For the last three weeks, every Friday, a direct mail circular has arrived in our mailbox addressed to "Dear Neighbors" from 10:35 Community Church, exhorting me to join them for lively worship conveniently located at a local elementary school. This week's slogan: "Get nine holes in and still make it on time. We don't start until 10:35." So, if I'm reading that correctly, the main benefit of this church is that they've managed to arrange services so that professing one's beliefs won't come at the expense of shaving a few strokes off your game. That whole pesky religious devotion thing shouldn't inconvenience one's weekend.

Thursday, April 01, 2004

Wrap Your Head Around This One

They actually make sugar free Vermont Maple Syrup. I saw it at Cracker Barrell tonight.

Now, I have never personally made maple syrup, though I have eaten quite a bit of maple candy in my life and I have read descriptions of the syrup-making process. I may be wrong, but maple syrup pretty much is sugar. Sugar-Free Vermont Maple Syrup would be like caffeine free Mountain Dew or Twinkies without the trans fats and preservatives. You could, but what's the point?

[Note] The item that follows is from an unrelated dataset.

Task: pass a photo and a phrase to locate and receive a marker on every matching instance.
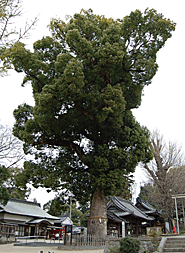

Who Do You Call? Hamster-Busters!

When the kitten is stuck in a tree, call the police. Who do you call when your fat hamster gets himself stuck in your printer? In Flensburg, Germany, extracting corpulent rodents from PC components falls to the police.

No, I'm not kidding. I do not like April Fool's pranks and would never play one on you, unlike a certain person (and you know who you are) who wrapped me and my bed with toilet paper while I slept.